Most wildfire on the Sarpy Hills complex today consisted of isolated smokes burning in the interior of the fire. Massive numbers of engines are mopping up burning material that could possibly threaten firelines. The 82,000 acre fire is 65 percent contained.
Some of the 701 personnel on the incident are working in the northeast corner of the Crow Reservation on fires that have become part of the Rosebud Complex. They have relieved Big Horn County resources who worked several days on those fires. At night about 300 people are “spiked” (camping out) at a cow camp on Sarpy Basin Road. Heavy equipment is staging on firelines and at the Multipurpose building in Crow Agency to respond speedily to any running fire.
The National Weather Service again predicts critical fire weather Monday through Wednesday for three days of possible lightning on the Reservation without rain. High temperatures in Crow reach 97 to 102 degrees the next four days, through Thursday.

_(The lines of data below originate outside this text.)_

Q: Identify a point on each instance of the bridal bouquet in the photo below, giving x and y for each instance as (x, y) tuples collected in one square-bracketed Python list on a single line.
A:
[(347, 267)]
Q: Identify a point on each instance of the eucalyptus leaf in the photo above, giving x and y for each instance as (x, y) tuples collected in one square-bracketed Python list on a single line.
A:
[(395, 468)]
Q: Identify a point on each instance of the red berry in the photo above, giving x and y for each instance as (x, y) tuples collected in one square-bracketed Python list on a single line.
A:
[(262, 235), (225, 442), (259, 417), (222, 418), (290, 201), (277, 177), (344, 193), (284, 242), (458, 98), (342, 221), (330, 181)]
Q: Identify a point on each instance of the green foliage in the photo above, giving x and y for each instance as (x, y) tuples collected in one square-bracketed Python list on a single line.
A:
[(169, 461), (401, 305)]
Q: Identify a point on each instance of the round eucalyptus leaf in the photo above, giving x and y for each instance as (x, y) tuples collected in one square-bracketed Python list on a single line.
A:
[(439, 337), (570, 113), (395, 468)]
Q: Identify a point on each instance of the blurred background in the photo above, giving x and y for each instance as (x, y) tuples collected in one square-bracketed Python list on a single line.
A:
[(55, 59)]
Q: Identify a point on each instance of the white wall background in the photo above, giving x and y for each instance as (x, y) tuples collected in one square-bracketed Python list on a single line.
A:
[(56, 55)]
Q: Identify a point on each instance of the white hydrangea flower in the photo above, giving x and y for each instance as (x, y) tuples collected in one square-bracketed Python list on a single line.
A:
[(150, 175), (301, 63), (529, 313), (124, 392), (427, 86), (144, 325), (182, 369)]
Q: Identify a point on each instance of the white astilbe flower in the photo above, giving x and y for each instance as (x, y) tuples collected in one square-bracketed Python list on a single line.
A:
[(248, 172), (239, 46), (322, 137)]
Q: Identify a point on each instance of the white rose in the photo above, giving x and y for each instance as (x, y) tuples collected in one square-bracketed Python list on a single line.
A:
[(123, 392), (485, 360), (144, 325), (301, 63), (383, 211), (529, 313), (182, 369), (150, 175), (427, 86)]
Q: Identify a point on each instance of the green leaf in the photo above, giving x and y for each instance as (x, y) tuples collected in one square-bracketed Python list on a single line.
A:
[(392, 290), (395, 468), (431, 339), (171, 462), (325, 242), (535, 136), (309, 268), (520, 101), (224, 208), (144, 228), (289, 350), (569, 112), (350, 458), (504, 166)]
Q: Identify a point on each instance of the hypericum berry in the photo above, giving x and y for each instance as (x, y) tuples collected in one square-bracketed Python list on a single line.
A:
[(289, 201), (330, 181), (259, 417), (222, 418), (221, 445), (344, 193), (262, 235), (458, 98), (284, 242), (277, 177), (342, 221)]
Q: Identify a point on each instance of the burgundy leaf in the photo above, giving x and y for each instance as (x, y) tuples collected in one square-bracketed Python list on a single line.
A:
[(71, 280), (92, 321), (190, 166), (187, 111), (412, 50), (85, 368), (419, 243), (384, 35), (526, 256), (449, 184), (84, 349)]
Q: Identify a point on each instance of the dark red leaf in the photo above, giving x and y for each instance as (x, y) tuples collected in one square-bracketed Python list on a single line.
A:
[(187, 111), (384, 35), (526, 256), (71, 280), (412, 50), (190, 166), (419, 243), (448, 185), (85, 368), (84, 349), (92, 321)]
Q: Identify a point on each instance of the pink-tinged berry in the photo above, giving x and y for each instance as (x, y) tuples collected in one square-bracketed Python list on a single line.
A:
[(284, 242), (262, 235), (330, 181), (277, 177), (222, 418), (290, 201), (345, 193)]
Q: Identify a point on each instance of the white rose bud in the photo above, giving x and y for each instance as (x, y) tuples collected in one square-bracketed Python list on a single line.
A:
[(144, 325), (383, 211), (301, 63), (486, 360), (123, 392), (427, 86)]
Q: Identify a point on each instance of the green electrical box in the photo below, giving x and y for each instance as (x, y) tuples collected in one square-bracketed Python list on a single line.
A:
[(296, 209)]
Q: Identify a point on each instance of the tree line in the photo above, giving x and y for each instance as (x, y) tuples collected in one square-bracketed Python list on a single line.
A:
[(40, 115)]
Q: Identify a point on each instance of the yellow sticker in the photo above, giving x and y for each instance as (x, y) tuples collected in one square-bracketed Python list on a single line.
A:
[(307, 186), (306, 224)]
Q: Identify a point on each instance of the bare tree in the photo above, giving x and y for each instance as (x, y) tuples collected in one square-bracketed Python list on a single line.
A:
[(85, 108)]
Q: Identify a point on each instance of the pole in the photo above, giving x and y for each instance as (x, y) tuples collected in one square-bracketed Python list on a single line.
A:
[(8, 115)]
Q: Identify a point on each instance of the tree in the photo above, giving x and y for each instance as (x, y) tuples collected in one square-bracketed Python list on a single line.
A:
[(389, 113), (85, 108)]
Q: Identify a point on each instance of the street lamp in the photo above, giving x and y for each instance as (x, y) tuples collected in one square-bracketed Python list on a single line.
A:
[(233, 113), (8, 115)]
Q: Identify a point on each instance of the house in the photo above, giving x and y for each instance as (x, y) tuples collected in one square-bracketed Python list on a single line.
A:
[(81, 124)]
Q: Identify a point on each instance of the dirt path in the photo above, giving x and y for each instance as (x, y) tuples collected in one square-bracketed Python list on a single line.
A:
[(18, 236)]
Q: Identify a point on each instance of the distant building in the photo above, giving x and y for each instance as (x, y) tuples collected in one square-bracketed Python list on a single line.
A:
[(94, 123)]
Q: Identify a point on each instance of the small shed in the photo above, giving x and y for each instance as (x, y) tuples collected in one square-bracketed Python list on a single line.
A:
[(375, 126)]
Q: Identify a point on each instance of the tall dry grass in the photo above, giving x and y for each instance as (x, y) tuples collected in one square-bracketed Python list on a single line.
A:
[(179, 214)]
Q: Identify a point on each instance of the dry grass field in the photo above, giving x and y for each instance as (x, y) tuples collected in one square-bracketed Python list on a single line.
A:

The fire did not harm the landscape in the pine highlands of Castle Rock or south of US Highway 212. It burned on the ground beneath the ponderosa pines, fertilizing the forest floor without killing too many trees. Ponderosa pines do not mind gentle fires. They carry thick bark as an adaptation to fire. This landscape will be green again soon after rain.
Crews will be beginning a process of rehabilitating firelines in some areas where grass fires are cold. They will be pulling dozer berms back onto scraped areas, partially recovering dozer lines with topsoil.
Managers visited a public meeting Sunday in Lame Deer to listen and share with Northern Cheyenne residents, who have dealt this week with smoke and evacuations from fires.